The questions I hope to answer through my research are erwhether people are more receptive to the framing of different sorts of behavioral types (for example, “not eat meat” vs. “be vegetarian”). I also want to test whether people are more persuaded by large numbers or scales when describing the benefits of vegetarian diet when discussing greenhouse gas emissions and global warming eg. (1 day vs 1000 days) and (1 person vs 1000 people). In order to answer these questions, I created groups that present the vegetarian diet framed either explicitly as “be vegetarian” or implicitly as “to not eat meat” then I discuss the greenhouse gas reduction made possible by this diet if were to not eat meat for a specific time frame and if a certain number of people were to participate. I made the time frame value and the participant value the same (1000 days or people) so that the scale difference would be the same. I am hoping to see if frame size across time and number of people is the same or differs. I expect that the larger frame size that shows that over longer amounts of time or more people will lead to the most responses in being vegetarian. I expect the not explicitly vegetarian frame will lead to higher response rates for non-vegetarian respondents. This research will allow us to see how the large number affects decisions making in the environmental sphere. This will also explore the effects of the term vegetarian and if it has negative connotations to meat eaters.
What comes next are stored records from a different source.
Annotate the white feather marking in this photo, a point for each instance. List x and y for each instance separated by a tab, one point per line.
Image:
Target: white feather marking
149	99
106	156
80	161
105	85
The main question I am trying to answer through my research is how do people perceive the amount of greenhouse gas emissions from certain appliances and foods. To answer this question, I split participants into three groups. One group will be given emissions from a 100-watt incandescent light bulb used for one hour as a reference point, another will be given the production of one medium-sized tomato as a reference point, and the last group will be given both. In the survey questions, the emissions from these reference points are set to 100 units, and participants are asked to estimate the units of emissions from using other appliances and producing other foods compared to the reference point. For example, if they think the use of a certain appliance or production of a certain food emits more greenhouse gasses than a light bulb or a tomato, they will enter a number larger than 100. I expect people to underestimate the greenhouse gas emissions from appliances and food, especially for the larger appliances, meats, and fish. Understanding how people perceive emissions from appliances they use and foods they eat on a daily basis will help determine how we can better educate the public on how to reduce their greenhouse gas emissions. Once people realize which of their behaviors are emitting the most greenhouse gases and consuming the most energy, we expect that they can adjust their behavior in the right places accordingly.